Data Validation with Pydantic
Why this matters
Python's type annotations are not enforced at runtime — you can write def foo(x: int) and pass "hello" without error. This means data from external sources (JSON APIs, config files, user input, IPC messages) arrives unvalidated. Without explicit validation, you get silent data corruption or mysterious AttributeError exceptions deep in your code, far from where the bad data was accepted.
Pydantic solves this by parsing and validating data at the boundary where it enters your system. If validation fails, you get a clear ValidationError with field names and constraints right at the entry point.

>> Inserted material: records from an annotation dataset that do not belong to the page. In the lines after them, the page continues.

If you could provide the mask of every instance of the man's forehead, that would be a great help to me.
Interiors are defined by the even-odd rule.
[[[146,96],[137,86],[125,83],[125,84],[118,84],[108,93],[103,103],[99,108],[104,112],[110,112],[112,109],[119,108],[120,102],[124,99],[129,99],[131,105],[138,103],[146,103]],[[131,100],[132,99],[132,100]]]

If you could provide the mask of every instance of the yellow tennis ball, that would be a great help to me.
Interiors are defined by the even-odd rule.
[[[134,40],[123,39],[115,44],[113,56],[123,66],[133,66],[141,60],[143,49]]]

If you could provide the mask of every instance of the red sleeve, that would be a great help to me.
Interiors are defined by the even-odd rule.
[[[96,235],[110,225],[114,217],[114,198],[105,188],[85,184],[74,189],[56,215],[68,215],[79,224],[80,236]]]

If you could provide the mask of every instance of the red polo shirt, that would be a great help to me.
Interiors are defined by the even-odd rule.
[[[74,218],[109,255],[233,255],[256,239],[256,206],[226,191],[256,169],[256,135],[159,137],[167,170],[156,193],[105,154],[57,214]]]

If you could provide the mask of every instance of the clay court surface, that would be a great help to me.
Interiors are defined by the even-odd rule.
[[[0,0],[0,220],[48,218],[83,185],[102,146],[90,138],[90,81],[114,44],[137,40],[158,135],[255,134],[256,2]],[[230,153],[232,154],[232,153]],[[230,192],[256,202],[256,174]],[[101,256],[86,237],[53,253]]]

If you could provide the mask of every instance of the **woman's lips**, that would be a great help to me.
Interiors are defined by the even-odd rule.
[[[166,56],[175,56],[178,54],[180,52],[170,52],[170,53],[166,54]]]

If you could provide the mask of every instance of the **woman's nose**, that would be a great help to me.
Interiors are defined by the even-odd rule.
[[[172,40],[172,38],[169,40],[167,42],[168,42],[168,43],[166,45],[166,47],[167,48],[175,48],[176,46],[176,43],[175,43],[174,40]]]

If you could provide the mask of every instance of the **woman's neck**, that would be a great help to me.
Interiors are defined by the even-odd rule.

The companion to Pydantic is Python's built-in @dataclass. Knowing when to use each is as important as knowing how to use them.
The Decision Rule
Ask: does this data cross a boundary where it must be validated or serialized?
- Yes → Pydantic v2
BaseModel. Parsed from JSON/YAML/an API, validated against constraints, serialized back out, or shared as a domain model between libraries. You get type coercion,Field(...)constraints, validators, andmodel_dump()/model_validate_json()for free. - No → plain
@dataclass. Lightweight internal value bundles a caller assembles in-process. No validation, no serialization, minimal overhead.
| You have... | Use |
|---|---|
| Model loaded from / dumped to JSON / YAML | BaseModel |
| Field with a numeric range or required constraint | BaseModel + Field(...) |
| Domain object passed between libraries / over IPC | BaseModel |
| Immutable value object that must validate | BaseModel + ConfigDict(frozen=True) |
| Bag of arguments one caller builds and passes once | @dataclass |
| Wrapper around an opaque object (handle, numpy/zarr array) | @dataclass or BaseModel + PrivateAttr |
| Small hot-path record with fixed fields | @dataclass(slots=True) |
Install
uv add pydanticPattern 1 — Validated Domain Model
The minimal form: define a BaseModel, use Field(...) for constraints. Field(..., ge=0, le=1) marks the field required AND bounded. Plain fields with no constraint need no Field.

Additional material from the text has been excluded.